Setiap penulis tentu pernah mendengar istilah swasunting. Swasunting atau disebut juga self-editing merupakan proses yang dilakukan penulis untuk meningkatkan kualitas dan kredibilitas tulisannya sebelum dipublikasikan.
Istilah "swasunting" berasal dari kata bahasa Inggris "self-edit" dan merupakan calque dari kata bahasa Indonesia: "swa-sunting".
Dalam perkembangan informasi digital, seni swasunting menjadi fondasi yang krusial dalam membentuk kualitas dan daya saing suatu karya tulis.
Proses swasunting bukan hanya sekadar memperbaiki kesalahan tata bahasa namun berupaya menonjolkan eksistensi karya tulis tersebut.
Memikat pembaca menjadi tujuan dalam seni swasunting.
Seorang penulis dituntut untuk memahami konteks dan aspek-aspek teknis.
Memahami konteks keseluruhan tulisan mencakup tujuan penulisan, audiens yang dituju, dan pesan yang ingin disampaikan.
Sedang aspek teknis, meliputi ejaan, bahasa baku, dan sejenisnya.
Lalu, bagaimana proses swasunting?
Memperhatikan bahasa yang digunakan dalam sebuah tulisan untuk memastikannya jelas, ringkas, dan konsisten.

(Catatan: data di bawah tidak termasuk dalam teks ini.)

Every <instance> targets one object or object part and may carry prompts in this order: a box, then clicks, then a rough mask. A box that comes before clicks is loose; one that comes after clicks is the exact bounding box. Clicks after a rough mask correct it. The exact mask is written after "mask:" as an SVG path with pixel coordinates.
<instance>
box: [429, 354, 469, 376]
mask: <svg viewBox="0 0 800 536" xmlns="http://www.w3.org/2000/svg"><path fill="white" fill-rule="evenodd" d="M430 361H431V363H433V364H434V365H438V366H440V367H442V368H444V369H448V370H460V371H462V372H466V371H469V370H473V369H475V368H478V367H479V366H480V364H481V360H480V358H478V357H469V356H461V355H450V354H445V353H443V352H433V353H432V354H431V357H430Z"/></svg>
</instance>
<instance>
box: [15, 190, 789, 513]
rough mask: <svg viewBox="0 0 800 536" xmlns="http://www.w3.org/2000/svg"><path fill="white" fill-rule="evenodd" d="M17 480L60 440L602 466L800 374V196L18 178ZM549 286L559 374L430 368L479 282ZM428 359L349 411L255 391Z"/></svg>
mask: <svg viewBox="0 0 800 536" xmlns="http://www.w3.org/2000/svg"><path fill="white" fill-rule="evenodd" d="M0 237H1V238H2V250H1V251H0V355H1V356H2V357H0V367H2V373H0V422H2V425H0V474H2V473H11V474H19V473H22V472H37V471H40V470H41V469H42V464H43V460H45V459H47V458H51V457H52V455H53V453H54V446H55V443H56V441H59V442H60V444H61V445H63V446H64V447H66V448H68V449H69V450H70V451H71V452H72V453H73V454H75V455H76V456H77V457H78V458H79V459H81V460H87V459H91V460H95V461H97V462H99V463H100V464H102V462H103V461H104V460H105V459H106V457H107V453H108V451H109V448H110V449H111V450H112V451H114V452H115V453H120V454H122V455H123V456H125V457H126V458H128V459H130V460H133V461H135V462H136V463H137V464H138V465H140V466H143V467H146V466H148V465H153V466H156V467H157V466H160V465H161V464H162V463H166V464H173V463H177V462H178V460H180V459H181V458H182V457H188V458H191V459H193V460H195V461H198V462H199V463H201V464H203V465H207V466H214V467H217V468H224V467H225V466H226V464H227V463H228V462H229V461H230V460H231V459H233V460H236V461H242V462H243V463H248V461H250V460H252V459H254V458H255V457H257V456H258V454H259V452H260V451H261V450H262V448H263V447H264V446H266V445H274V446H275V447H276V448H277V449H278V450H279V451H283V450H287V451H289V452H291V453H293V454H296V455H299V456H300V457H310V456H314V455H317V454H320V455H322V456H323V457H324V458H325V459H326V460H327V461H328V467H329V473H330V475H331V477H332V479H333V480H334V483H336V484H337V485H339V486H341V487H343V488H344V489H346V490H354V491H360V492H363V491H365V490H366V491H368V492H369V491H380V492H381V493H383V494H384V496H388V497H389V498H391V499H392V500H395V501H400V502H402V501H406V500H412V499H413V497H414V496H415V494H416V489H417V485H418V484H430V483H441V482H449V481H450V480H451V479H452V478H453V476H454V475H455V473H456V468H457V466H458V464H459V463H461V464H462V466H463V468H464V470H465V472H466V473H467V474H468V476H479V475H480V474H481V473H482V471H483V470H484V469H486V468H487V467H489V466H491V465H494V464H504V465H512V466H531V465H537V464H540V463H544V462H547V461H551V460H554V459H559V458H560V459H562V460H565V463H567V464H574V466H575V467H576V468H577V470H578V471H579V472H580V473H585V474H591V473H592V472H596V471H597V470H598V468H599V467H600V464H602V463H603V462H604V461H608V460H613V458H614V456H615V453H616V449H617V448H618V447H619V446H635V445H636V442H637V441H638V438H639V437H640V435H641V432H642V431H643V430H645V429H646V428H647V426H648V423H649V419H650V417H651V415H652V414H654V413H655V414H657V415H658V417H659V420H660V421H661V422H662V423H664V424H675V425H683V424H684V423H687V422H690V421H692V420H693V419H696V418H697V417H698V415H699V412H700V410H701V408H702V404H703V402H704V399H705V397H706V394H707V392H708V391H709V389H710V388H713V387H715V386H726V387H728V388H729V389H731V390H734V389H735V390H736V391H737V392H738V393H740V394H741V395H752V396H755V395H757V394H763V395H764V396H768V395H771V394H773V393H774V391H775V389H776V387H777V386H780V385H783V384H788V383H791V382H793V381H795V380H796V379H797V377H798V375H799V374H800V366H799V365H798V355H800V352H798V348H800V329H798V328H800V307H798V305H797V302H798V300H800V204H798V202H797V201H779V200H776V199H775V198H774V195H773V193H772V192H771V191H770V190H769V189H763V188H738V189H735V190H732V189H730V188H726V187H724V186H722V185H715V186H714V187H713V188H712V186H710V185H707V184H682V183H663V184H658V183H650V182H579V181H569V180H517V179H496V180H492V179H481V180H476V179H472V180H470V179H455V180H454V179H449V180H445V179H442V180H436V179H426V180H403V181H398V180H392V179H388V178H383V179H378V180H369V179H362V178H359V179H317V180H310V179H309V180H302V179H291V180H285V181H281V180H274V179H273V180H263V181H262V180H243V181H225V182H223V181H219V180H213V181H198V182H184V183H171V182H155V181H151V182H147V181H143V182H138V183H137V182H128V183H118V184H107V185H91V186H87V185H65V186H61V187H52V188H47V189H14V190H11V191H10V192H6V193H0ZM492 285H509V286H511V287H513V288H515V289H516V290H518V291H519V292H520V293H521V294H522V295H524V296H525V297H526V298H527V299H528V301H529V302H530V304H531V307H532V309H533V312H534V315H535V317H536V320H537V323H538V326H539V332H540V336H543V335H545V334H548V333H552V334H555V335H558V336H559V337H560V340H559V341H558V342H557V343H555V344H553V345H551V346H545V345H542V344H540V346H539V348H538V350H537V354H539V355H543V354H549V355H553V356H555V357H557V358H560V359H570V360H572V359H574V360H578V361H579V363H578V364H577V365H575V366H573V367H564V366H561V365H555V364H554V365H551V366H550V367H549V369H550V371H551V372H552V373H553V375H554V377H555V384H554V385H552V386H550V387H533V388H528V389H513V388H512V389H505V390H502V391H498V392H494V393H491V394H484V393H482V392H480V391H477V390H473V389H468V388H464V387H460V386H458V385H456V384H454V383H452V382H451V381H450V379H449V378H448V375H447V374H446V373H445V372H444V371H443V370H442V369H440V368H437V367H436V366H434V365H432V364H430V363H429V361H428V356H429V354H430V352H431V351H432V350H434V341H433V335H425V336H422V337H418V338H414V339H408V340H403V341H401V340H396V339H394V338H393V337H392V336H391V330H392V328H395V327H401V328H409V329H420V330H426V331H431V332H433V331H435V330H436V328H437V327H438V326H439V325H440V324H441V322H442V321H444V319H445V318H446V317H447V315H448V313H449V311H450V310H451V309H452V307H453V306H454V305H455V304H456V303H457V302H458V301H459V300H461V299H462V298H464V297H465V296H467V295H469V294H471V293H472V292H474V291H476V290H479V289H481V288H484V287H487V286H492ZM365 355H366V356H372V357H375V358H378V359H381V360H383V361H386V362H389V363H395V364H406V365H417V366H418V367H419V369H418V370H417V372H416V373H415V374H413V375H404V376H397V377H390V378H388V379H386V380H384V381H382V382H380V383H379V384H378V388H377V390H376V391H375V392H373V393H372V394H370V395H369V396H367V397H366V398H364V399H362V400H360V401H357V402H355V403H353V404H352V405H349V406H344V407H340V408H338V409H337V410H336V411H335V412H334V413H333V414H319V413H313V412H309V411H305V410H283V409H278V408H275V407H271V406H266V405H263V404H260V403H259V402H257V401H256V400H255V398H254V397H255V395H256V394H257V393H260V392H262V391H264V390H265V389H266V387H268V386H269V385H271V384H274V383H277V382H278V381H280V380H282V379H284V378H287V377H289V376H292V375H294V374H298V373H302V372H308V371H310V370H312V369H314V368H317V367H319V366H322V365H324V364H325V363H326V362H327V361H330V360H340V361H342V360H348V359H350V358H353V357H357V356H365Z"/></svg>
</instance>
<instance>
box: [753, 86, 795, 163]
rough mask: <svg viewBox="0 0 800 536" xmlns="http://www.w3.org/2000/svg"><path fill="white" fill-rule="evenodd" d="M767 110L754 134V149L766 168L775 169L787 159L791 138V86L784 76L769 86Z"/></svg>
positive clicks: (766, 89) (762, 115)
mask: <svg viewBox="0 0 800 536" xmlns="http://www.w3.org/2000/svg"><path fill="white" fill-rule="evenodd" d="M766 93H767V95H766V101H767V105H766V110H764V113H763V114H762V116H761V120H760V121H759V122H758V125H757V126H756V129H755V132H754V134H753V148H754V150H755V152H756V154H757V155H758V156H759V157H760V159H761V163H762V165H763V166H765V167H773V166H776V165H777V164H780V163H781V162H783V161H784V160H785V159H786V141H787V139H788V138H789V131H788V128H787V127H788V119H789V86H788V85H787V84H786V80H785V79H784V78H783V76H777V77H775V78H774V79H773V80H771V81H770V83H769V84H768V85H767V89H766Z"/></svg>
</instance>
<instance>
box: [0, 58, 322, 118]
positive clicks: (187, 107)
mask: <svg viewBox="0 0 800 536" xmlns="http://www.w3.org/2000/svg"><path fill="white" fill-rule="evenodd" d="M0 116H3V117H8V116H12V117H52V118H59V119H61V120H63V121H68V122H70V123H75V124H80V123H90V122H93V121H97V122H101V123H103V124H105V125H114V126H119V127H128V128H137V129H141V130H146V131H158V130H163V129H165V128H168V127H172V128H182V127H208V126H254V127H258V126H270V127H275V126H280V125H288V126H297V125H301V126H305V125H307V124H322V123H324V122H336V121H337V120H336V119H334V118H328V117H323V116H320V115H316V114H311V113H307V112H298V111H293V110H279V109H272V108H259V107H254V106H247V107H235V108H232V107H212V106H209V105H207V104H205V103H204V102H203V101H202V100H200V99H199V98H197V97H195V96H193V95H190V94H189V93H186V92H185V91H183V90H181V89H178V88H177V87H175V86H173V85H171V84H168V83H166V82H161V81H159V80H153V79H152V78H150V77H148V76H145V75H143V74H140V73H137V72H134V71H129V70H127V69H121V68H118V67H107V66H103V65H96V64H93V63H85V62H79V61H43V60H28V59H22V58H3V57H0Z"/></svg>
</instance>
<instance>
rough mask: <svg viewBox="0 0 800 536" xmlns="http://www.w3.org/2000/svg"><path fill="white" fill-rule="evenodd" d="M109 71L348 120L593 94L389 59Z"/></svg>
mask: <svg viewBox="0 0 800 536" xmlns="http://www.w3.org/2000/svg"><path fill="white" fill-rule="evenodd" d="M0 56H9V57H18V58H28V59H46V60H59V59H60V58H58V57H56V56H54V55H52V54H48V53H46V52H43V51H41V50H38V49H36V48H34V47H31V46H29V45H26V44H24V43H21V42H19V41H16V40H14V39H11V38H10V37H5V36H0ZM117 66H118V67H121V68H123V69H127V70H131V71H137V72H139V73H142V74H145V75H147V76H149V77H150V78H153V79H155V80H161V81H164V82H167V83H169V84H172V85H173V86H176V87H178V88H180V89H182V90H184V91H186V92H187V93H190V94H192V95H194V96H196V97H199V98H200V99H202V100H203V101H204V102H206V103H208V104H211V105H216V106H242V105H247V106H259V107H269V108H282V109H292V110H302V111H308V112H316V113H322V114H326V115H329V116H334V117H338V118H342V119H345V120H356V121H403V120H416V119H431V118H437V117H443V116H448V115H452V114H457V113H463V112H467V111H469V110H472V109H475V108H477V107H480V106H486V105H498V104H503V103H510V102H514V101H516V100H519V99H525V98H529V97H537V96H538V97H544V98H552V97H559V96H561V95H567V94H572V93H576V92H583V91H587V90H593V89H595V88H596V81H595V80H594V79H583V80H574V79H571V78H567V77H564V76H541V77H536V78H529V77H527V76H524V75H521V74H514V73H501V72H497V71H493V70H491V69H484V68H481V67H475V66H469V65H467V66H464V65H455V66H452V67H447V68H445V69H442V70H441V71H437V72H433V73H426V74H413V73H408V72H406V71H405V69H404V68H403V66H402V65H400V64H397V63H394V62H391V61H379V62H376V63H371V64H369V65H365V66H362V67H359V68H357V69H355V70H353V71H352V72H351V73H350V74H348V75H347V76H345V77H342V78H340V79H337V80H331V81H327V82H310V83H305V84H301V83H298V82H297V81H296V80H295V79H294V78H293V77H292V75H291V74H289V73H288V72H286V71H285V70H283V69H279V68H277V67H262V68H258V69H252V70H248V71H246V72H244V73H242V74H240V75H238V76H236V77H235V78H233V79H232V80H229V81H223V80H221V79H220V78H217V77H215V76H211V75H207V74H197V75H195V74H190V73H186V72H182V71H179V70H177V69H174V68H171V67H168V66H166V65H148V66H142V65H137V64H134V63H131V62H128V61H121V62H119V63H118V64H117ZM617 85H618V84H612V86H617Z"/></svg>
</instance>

Jauhi penggunaan kata ambigu atau bertele-tele.
Meningkatkan kejelasan dan efektifitas tulisan, sehingga memudahkan pembaca memahami pesannya.
Sebagai bentuk penyuntingan, swasunting membantu meminimalkan kesalahan dalam penulisan, seperti kesalahan tata bahasa, kesalahan tanda baca, atau ketidakkonsistenan gaya.
Secara umum, ada beberapa jenis kesalahan penulisan.
Tipo, yaitu kesalahan tipografi, galat tipografi, atau salah tik (disingkat saltik). Biasanya terjadi jika penulis dikerjar tenggat waktu publikasi.
Kesalahan fonetik dalam berbahasa, merujuk pada pelafalan, ejaan dan tanda baca.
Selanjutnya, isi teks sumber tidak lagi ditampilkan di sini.